The religious conversation around this time of year makes me uncomfortable. By religious conversation, I mean the long Instagram captions that are a direct Bible verse reminding people that this holiday is about Christ, the glittery signs in stores that say things like "Jesus is the Reason for the Season" and the people who stand on the corner of intersections passing out catechisms and saying "Jesus loves you."
Let me start by saying that I was raised Christian; my mom is the proud owner of a "You Can't Have Christmas Without Christ" sign. I've attended Christmas Day church service for the last 10 years. As I've grown up, though, I've battled privately with my religious beliefs. I am not comfortable labeling myself as a Christian, but I'm also not comfortable labeling myself as anything else.
Each year, Christmas reminds me of my own complicated views on religion. I participate in the religious flurry around me but I strongly believe that you don't need to be religious to enjoy Christmas.
I know Christmas started out as a religious holiday. To our ancestors, I'm sure the religious part of Christmas was the most important part. As society changes, however, our focus on religion changes as well.

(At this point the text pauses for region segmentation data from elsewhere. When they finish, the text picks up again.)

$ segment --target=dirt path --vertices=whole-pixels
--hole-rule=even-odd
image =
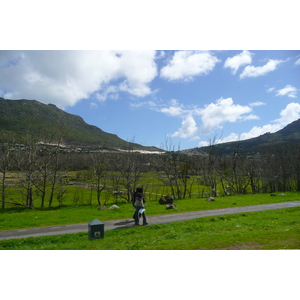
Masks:
[[[197,219],[202,217],[274,210],[274,209],[289,208],[289,207],[296,207],[296,206],[300,206],[300,201],[202,210],[202,211],[174,213],[174,214],[159,215],[159,216],[147,216],[147,219],[149,225],[153,225],[153,224],[160,224],[160,223],[185,221],[185,220]],[[110,220],[110,221],[103,221],[103,223],[104,223],[104,231],[108,231],[112,229],[128,228],[134,226],[133,219]],[[0,231],[0,240],[21,239],[27,237],[49,236],[49,235],[60,235],[60,234],[72,234],[72,233],[79,233],[79,232],[88,232],[88,223],[27,228],[27,229],[19,229],[19,230],[5,230],[5,231]]]

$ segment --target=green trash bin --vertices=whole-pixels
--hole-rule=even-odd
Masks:
[[[89,222],[88,233],[90,240],[104,238],[104,223],[98,219]]]

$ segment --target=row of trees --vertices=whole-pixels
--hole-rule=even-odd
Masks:
[[[192,196],[193,187],[211,196],[259,192],[300,191],[299,143],[262,148],[259,154],[245,155],[237,143],[232,155],[216,153],[211,143],[207,155],[187,155],[166,144],[166,152],[146,155],[128,149],[120,152],[76,153],[64,151],[61,140],[42,145],[28,140],[26,145],[5,143],[0,151],[1,208],[22,205],[33,208],[33,193],[41,207],[59,202],[66,193],[68,172],[84,170],[89,186],[101,205],[104,190],[125,192],[130,201],[146,172],[151,172],[175,199]],[[9,196],[8,175],[15,172],[25,201]],[[147,186],[144,190],[147,190]],[[202,193],[203,194],[203,193]]]

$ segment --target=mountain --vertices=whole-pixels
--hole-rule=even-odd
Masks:
[[[16,142],[26,143],[28,135],[40,142],[51,142],[61,136],[65,145],[87,149],[160,151],[156,147],[124,141],[115,134],[87,124],[80,116],[66,113],[54,104],[0,98],[0,143],[12,136]]]
[[[281,145],[287,142],[300,142],[300,119],[288,124],[283,129],[275,133],[265,133],[259,137],[243,141],[228,142],[214,145],[214,151],[222,154],[232,154],[239,148],[239,152],[245,154],[254,154],[262,148],[271,148],[274,145]],[[200,147],[188,150],[189,153],[205,154],[209,152],[210,147]]]

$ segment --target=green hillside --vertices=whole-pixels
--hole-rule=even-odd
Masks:
[[[28,135],[46,142],[63,136],[63,143],[76,147],[159,150],[124,141],[53,104],[0,98],[0,143],[12,136],[17,142],[25,143]]]

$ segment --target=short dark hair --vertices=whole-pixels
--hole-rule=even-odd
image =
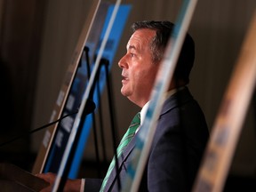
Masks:
[[[149,28],[156,30],[156,36],[151,42],[151,54],[153,62],[160,61],[164,54],[165,47],[168,44],[170,36],[174,28],[174,24],[164,20],[143,20],[134,22],[132,25],[132,31],[140,28]],[[192,36],[187,33],[180,54],[176,65],[174,77],[178,80],[183,80],[185,83],[189,83],[189,74],[193,68],[195,60],[195,43]]]

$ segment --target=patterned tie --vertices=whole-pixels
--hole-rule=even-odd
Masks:
[[[124,149],[125,148],[125,147],[128,145],[128,143],[130,142],[130,140],[132,139],[132,137],[135,134],[135,132],[137,130],[137,128],[140,126],[140,112],[137,113],[135,115],[135,116],[133,117],[127,132],[125,132],[125,134],[124,135],[123,139],[121,140],[119,146],[117,148],[116,153],[117,153],[117,158],[121,156],[122,152],[124,151]],[[107,174],[103,180],[102,185],[101,185],[101,188],[100,188],[100,192],[104,191],[104,188],[106,186],[106,183],[108,181],[108,179],[110,175],[110,172],[112,172],[113,168],[115,167],[115,156],[113,157],[111,164],[108,167],[108,170],[107,172]]]

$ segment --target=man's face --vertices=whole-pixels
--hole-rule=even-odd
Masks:
[[[159,68],[158,63],[153,63],[150,52],[155,34],[148,28],[136,30],[128,41],[126,54],[118,62],[122,68],[122,94],[141,108],[150,99]]]

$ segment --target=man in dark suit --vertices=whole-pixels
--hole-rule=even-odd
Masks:
[[[134,23],[127,52],[118,62],[123,76],[121,92],[142,108],[140,124],[172,28],[168,21]],[[209,138],[204,116],[187,86],[194,55],[194,41],[188,34],[165,95],[140,191],[190,191],[193,187]],[[119,191],[117,180],[119,178],[124,186],[136,134],[118,158],[118,172],[111,170],[103,185],[102,180],[68,180],[65,189],[76,187],[79,191],[82,185],[84,191]],[[39,176],[50,183],[55,177]]]

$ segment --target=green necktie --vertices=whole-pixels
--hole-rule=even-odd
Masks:
[[[124,151],[124,149],[125,148],[125,147],[128,145],[128,143],[130,142],[130,140],[132,139],[132,137],[135,134],[135,132],[137,130],[137,128],[140,126],[140,112],[137,113],[135,115],[135,116],[133,117],[127,132],[125,132],[125,134],[124,135],[123,139],[121,140],[119,146],[117,148],[116,153],[117,153],[117,158],[121,156],[122,152]],[[108,179],[110,175],[110,172],[112,172],[113,168],[115,167],[115,156],[113,157],[111,164],[108,167],[108,170],[107,172],[107,174],[103,180],[102,185],[101,185],[101,188],[100,188],[100,192],[104,190],[104,188],[106,186],[106,183],[108,181]]]

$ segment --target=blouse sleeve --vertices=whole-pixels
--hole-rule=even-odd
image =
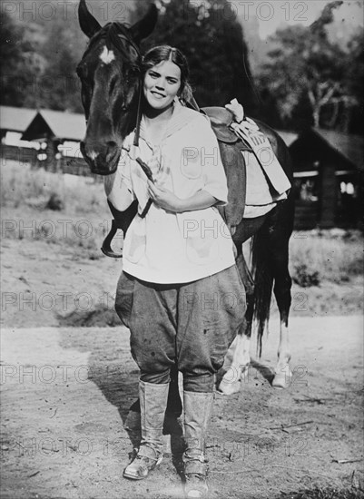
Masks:
[[[228,202],[228,184],[219,144],[209,119],[205,116],[201,118],[198,120],[198,130],[196,130],[196,137],[199,141],[196,160],[201,165],[203,191],[216,198],[217,204],[225,205]]]

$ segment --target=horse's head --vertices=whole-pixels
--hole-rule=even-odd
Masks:
[[[77,66],[87,120],[81,152],[93,173],[115,171],[125,136],[135,126],[140,89],[140,42],[153,30],[157,10],[131,27],[109,23],[102,27],[80,0],[79,22],[90,38]]]

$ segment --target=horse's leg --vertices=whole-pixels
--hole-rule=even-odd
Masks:
[[[240,391],[241,386],[241,381],[244,379],[248,367],[251,363],[250,346],[253,316],[254,285],[241,253],[241,250],[240,250],[236,259],[236,265],[245,287],[247,309],[244,322],[241,326],[238,335],[225,357],[226,373],[222,377],[218,387],[219,391],[224,395],[231,395]]]
[[[279,277],[275,277],[276,280],[274,284],[274,296],[276,297],[280,310],[280,344],[272,386],[276,388],[286,388],[290,385],[292,376],[290,369],[290,352],[288,328],[288,318],[291,301],[291,279],[288,272],[288,255],[287,259],[284,259],[280,262],[280,274]]]
[[[289,201],[281,210],[280,218],[274,214],[273,223],[268,230],[270,263],[274,278],[273,290],[280,310],[280,344],[272,381],[272,386],[277,388],[286,388],[290,385],[292,376],[290,369],[290,352],[288,327],[292,283],[289,272],[289,241],[291,234],[292,213],[293,210],[291,210]],[[280,219],[282,219],[285,223]]]

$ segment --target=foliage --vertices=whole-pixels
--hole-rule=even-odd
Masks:
[[[200,106],[225,105],[236,97],[251,113],[255,103],[247,46],[230,3],[171,0],[161,5],[157,26],[143,50],[163,44],[182,50]],[[139,6],[134,18],[143,11]]]
[[[294,268],[293,281],[301,288],[310,288],[320,285],[318,270],[310,270],[305,263],[300,263]]]
[[[34,24],[19,24],[4,13],[1,18],[1,103],[33,107],[34,77],[43,73],[45,59],[39,54],[42,30]],[[33,92],[32,92],[33,90]]]
[[[272,49],[259,75],[260,86],[275,96],[280,118],[290,127],[349,132],[362,103],[362,34],[345,49],[326,31],[332,9],[340,4],[326,5],[309,27],[288,26],[270,38]]]

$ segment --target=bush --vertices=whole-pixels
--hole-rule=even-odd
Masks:
[[[310,270],[305,263],[296,265],[293,281],[301,288],[310,288],[311,286],[320,286],[320,274],[317,270]]]

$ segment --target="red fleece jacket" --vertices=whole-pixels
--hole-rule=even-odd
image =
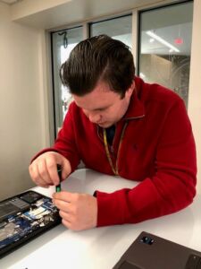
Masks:
[[[121,177],[140,183],[112,194],[96,191],[97,226],[136,223],[169,214],[188,206],[196,195],[196,148],[183,100],[158,84],[146,83],[138,77],[135,82],[129,108],[116,125],[111,154]],[[113,175],[103,130],[74,102],[54,147],[38,154],[46,151],[65,156],[72,171],[82,160],[88,168]]]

The Christian religion is not an intrinsic part of human life anymore. There are so many different religious beliefs celebrated in our world's melting pot that limiting holidays to those who are religious ostracizes the large percentage of the population who does not believe in a Christian God.
Rather than calling seasonal events things like "Christmas Break," our culture has taken a more all-inclusive approach and called it "Winter Break." People are encouraged to say "Happy Holidays" rather than "Merry Christmas" to the friends, family and strangers that they encounter. These changes are opening up the holiday season for everyone to celebrate and I think this is a great step forward for our society.
I acknowledge that Christianity is a very important part of Christmas for some people, but I know that the season can—and should!—be celebrated by people of all religious backgrounds.
Christmas is about more than Christ—it's about spreading joy, spending time with the people you love and giving to others. The world would be a better place if we lived like this all of the time.
Christmas is a day that brings me happiness, regardless of my religion, because I get to spend it with my loved ones. I'm sure that my thoughts on religion will continue to change and expand as I get older, but I know that Christmas will hold a special place in my heart no matter what.